Neo4j

tomswinkels · ‎02-01-2019

There are a lot of difference option to make a query faster. But in my case sometimes is an other query faster than the other query.

But i need help, what is the best way!

I use Neo4j version 3.5.2.

In my case i have a big note with 4 miljoen messages and sometimes i want the last messages, and sometimes i want filter the messages. The messages has some relation to a hourly timetree and we have split all the words to a new note with relations between the word en message.

In some cases it is faster to use that and in some cases it is better to filter the message note by itself.

We want only filter or display the messages in the last month to make the performance better.

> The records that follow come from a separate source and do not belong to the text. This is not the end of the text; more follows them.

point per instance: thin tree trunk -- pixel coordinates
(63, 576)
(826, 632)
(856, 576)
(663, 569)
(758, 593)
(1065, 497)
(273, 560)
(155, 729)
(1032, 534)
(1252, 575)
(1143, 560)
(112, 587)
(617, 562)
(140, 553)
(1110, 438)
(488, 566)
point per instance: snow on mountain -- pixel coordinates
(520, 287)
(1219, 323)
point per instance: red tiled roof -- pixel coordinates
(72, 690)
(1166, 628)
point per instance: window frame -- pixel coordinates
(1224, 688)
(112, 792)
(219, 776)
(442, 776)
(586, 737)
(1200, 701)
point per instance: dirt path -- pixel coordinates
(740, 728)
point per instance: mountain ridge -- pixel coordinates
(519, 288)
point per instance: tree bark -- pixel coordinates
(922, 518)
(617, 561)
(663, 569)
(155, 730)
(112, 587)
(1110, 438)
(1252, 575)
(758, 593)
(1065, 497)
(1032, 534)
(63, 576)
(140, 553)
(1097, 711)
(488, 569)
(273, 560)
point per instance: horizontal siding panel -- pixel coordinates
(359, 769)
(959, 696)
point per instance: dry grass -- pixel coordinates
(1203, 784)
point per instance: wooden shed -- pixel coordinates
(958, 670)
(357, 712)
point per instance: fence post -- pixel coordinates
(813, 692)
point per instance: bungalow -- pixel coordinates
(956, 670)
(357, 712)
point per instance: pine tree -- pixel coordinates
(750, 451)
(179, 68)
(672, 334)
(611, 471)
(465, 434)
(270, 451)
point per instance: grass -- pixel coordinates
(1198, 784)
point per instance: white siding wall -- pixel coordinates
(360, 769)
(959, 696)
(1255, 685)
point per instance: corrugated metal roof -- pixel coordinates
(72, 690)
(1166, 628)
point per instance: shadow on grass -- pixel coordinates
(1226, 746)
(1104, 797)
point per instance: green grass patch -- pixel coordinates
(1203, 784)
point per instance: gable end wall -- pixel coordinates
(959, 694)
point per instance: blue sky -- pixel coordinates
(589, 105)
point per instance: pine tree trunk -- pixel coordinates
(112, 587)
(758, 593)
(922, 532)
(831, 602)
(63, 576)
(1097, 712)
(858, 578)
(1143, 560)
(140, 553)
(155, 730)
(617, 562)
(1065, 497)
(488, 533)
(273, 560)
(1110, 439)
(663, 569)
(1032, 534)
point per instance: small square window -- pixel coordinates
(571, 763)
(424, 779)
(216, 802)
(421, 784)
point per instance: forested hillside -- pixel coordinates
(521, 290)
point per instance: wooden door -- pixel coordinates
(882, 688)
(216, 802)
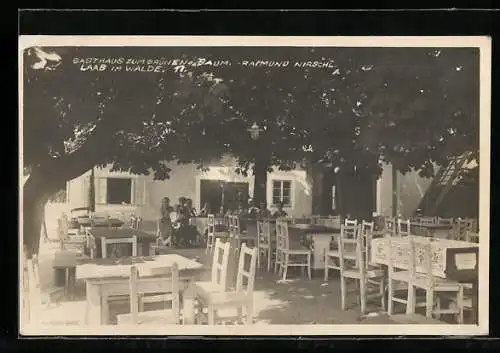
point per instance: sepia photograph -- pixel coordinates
(202, 185)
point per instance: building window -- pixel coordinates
(59, 197)
(282, 190)
(119, 191)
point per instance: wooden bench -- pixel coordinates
(414, 319)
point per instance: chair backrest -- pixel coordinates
(348, 231)
(393, 252)
(391, 225)
(109, 241)
(404, 228)
(264, 232)
(441, 220)
(136, 288)
(350, 222)
(427, 220)
(136, 223)
(32, 298)
(351, 245)
(246, 270)
(91, 245)
(236, 225)
(423, 251)
(315, 219)
(367, 232)
(100, 218)
(220, 263)
(472, 237)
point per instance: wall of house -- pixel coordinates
(184, 181)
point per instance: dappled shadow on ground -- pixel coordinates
(295, 301)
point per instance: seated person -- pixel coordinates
(189, 209)
(280, 212)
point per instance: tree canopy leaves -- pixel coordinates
(344, 106)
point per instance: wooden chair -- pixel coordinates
(472, 237)
(447, 221)
(241, 236)
(357, 269)
(332, 257)
(427, 220)
(169, 316)
(111, 241)
(241, 298)
(218, 280)
(391, 225)
(71, 242)
(350, 222)
(404, 228)
(212, 233)
(265, 244)
(458, 230)
(290, 255)
(427, 282)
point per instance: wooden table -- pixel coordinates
(444, 254)
(320, 238)
(432, 228)
(111, 222)
(110, 277)
(143, 238)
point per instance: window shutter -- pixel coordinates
(138, 185)
(101, 190)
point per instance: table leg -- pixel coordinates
(93, 305)
(475, 307)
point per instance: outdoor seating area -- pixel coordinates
(188, 187)
(327, 269)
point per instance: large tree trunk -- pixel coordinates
(36, 193)
(260, 180)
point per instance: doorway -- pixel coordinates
(219, 192)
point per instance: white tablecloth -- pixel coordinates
(401, 252)
(146, 268)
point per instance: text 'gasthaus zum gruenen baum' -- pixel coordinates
(159, 65)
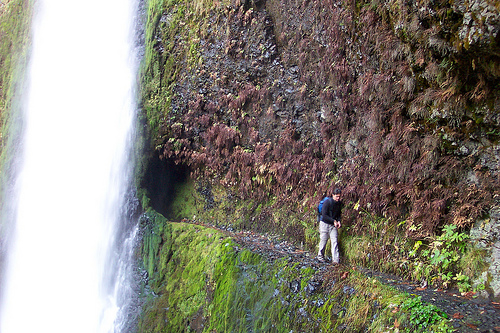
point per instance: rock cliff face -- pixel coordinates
(276, 102)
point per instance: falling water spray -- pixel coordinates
(62, 265)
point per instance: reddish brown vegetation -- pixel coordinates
(304, 96)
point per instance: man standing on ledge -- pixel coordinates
(329, 225)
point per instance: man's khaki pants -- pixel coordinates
(328, 231)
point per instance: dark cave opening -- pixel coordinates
(160, 181)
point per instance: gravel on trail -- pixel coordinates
(467, 311)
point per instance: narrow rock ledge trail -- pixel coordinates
(467, 312)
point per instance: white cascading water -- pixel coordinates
(71, 188)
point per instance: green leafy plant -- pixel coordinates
(422, 315)
(438, 261)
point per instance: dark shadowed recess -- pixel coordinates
(160, 180)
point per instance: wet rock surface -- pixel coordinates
(467, 312)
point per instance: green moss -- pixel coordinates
(203, 281)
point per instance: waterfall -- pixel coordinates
(73, 230)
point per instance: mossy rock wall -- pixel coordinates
(200, 280)
(267, 105)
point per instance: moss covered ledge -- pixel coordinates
(200, 280)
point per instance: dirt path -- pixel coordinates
(468, 313)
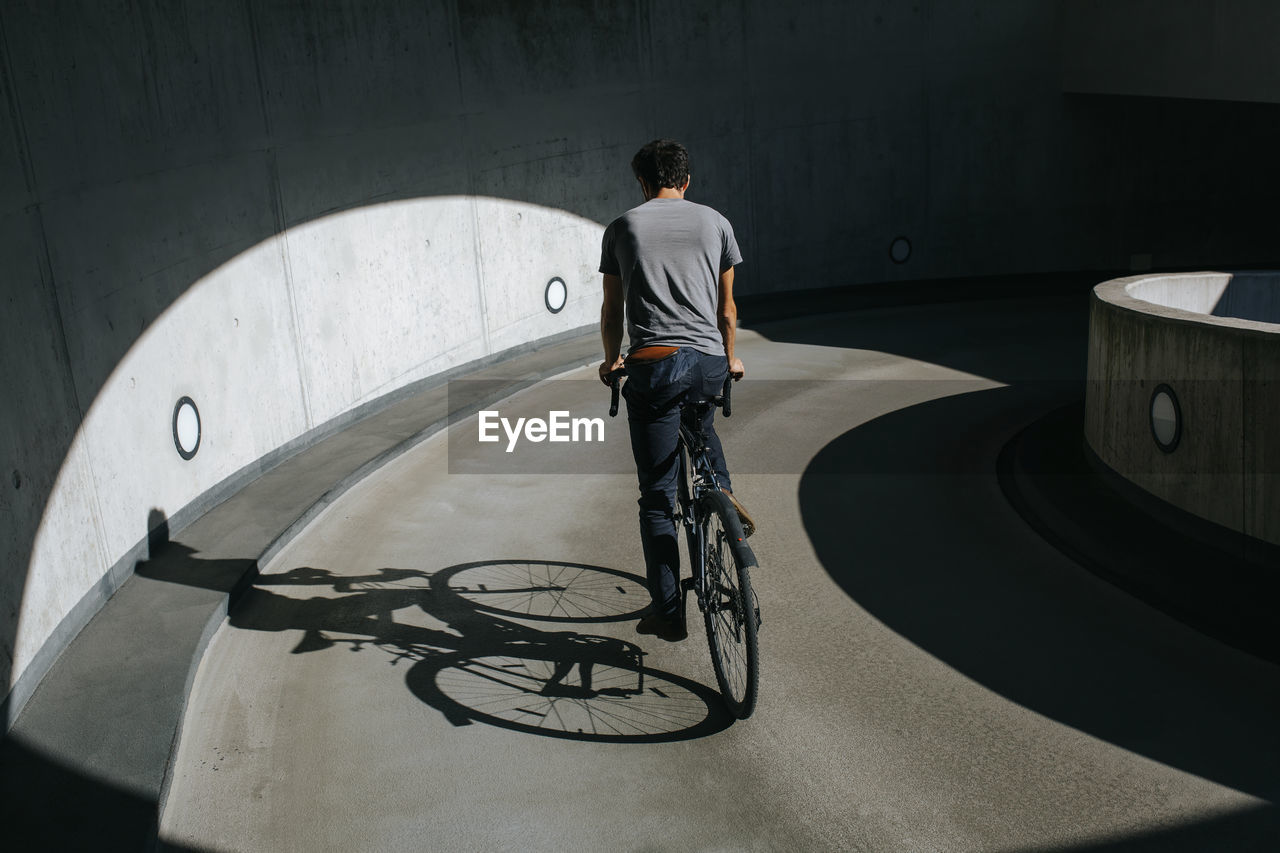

The examples are only word filters but there are more filters like a group-code (this code are not in the message but it is always a relation to a other note).

Some queries and results

PROFILE
MATCH (startleaf:Hour{hash: '2018/04/01/05'}), (endleaf:Hour{hash: '2018/04/30/05'}), p = shortestPath((startleaf)-[:NEXT*0..]->(endleaf))
UNWIND nodes(p) AS leaf
MATCH (leaf)<-[:SENDED]-(message:TS_P2000Message)
WITH distinct message
MATCH (message)-[:HAS_WORD]->(:TS_Word { name:'someren'})
WITH distinct message AS message
MATCH (message)-[:HAS_WORD]->(:TS_Word { name:'kruisbaan'})
WITH distinct message AS message
WITH count(message) AS results, collect(message) AS messages
UNWIND(messages) AS message
WITH results, message AS message
SKIP 0 LIMIT 15
RETURN results, message

First: Cypher version: CYPHER 3.5, planner: COST, runtime: SLOTTED. 848193 total db hits in 2099 ms.
Second: Cypher version: CYPHER 3.5, planner: COST, runtime: SLOTTED. 848176 total db hits in 763 ms.

PROFILE
MATCH (startleaf:Hour{hash: '2018/04/01/05'}), (endleaf:Hour{hash: '2018/04/30/05'}), p = shortestPath((startleaf)-[:NEXT*0..]->(endleaf))
UNWIND nodes(p) AS leaf
MATCH (leaf)<-[:SENDED]-(message:TS_P2000Message)
WHERE message.message =~ '(?i).*someren.*' AND message.message =~ '(?i).*kruisbaan.*'
WITH count(message) AS results, collect(message) AS messages
UNWIND(messages) AS message
WITH results, message AS message
SKIP 0 LIMIT 15
RETURN results, message

First: Cypher version: CYPHER 3.5, planner: COST, runtime: SLOTTED. 115168 total db hits in 3732 ms.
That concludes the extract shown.